No. It's a proven way. And it's the only way a few members on this list could find. The (Japanese) Carbon Emacs (Package) uses such a conversion and then uses an adapted version of the Coral application to convert HTML to PDF. You can try to use Apple's /System/Library/ Printers/Libraries/convert – it is meant to prepare or produce printer queue material.

Lennart Borgman has written htmlize-view.el to ease the conversion of buffer or region contents to HTML, and view it in your default browser. Then press Print ...

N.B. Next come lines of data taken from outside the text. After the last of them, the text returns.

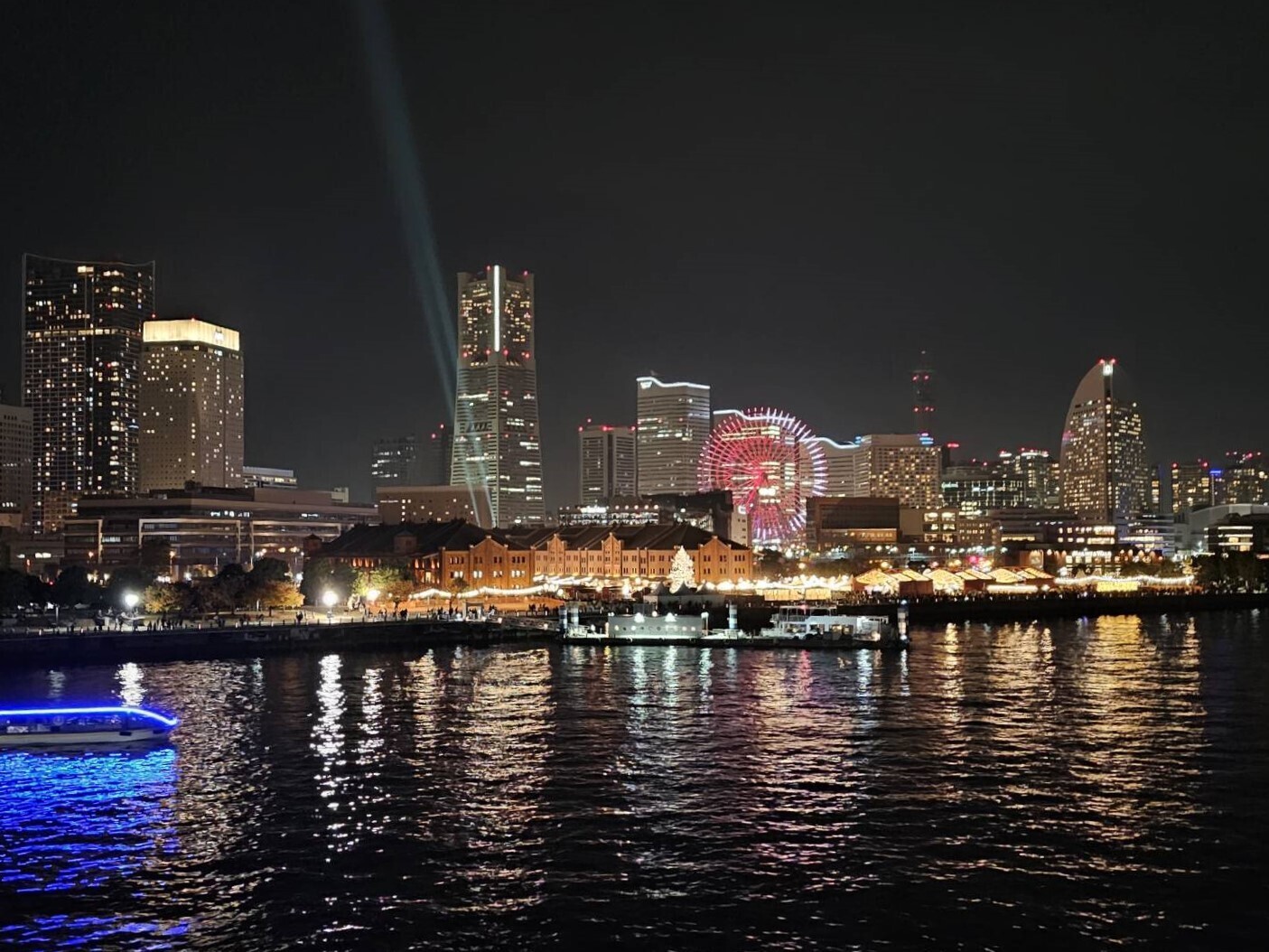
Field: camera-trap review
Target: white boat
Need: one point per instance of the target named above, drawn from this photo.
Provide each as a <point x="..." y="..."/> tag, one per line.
<point x="81" y="725"/>
<point x="823" y="623"/>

The problem with PostScript is that it usually only supports 8 bit encodings. So you can't print Unicode. You can try to find a CID keyed PostScript font and with some effort you can print CJK. No such font is available for free or public domain. TrueType and OpenType fonts have better Unicode support. Modern PostScript can use such TrueType fonts, which are quite often free and acceptable quality. But I have no idea how to create a mapping from an UTF-8 encoded text to a Unicode encoded font in PostScript.

--
Greetings

  Pete

Mac OS X is like a wigwam: no fences, no gates, but an apache inside.